"Eine selten glückhafte Verbindung", so die mit Autoren und Literaturkritikern besetzte Jury. "Beide sind poetische Transit-Reisende, beide sind Dichter und Übersetzer", urteilten Renate Birkenhauer, Michael Braun, Harald Hartung, Joachim Sartorius und Norbert Wehr. Naum und Pastior sind die vierten Träger eines Preises, der in Münster seit 1993 alle zwei Jahre für ein dichterisches Werk und seine eigenständige Übersetzung vergeben wird. So ist der Poesiepreis weder ein klassischer Literaturpreis, noch ein reiner Übersetzerpreis. Das Besondere liegt in der Verbindung - würdigt er doch das Fortleben des lyrischen Werkes in einer anderen Sprache.

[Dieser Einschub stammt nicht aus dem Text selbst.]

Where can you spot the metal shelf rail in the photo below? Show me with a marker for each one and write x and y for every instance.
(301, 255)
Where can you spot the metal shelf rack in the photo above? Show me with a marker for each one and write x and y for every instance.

"Die Poesie abschütteln, indem man Poesie macht" - unter diesem Motto steht das gesamte dichterische Werk des 83jährigen Gellu Naum. "Er hat", so die Jury, "eine unkonventionelle Poetologie entwickelt, die totale Eigenständigkeit beansprucht, alles tradiert Poetische ablehnt". Der große alte Mann der europäischen Poesie begreife Dichtung als "radikal individuelle Ausdrucks-, Erkenntnis- und Seinsweise". Die Gedichte des letzten lebenden Surrealisten seien "durch und durch poetische Aneigungen der Welt".
Naum - zeitlebens bedrängt und zensiert
Zeitlebens bedrängt und zensiert hat Gellu Naum zahlreiche Gedicht-, Prosa- und Kinderbücher geschrieben, Theaterstücke und Marionettenspiele verfaßt und Werke u.a. von Diderot, Kafka und Beckett ins Rumänische übertragen. Er war in den 40er Jahren der führende Kopf der surrealistischen Bewegung in Bukarest. 1947, nach der kommunistischen Machtergreifung, wurde die Gruppe verboten und mit Publikationsverbot belegt. Erst 1968 konnte wieder ein Band ("Athanor") von Naum erscheinen.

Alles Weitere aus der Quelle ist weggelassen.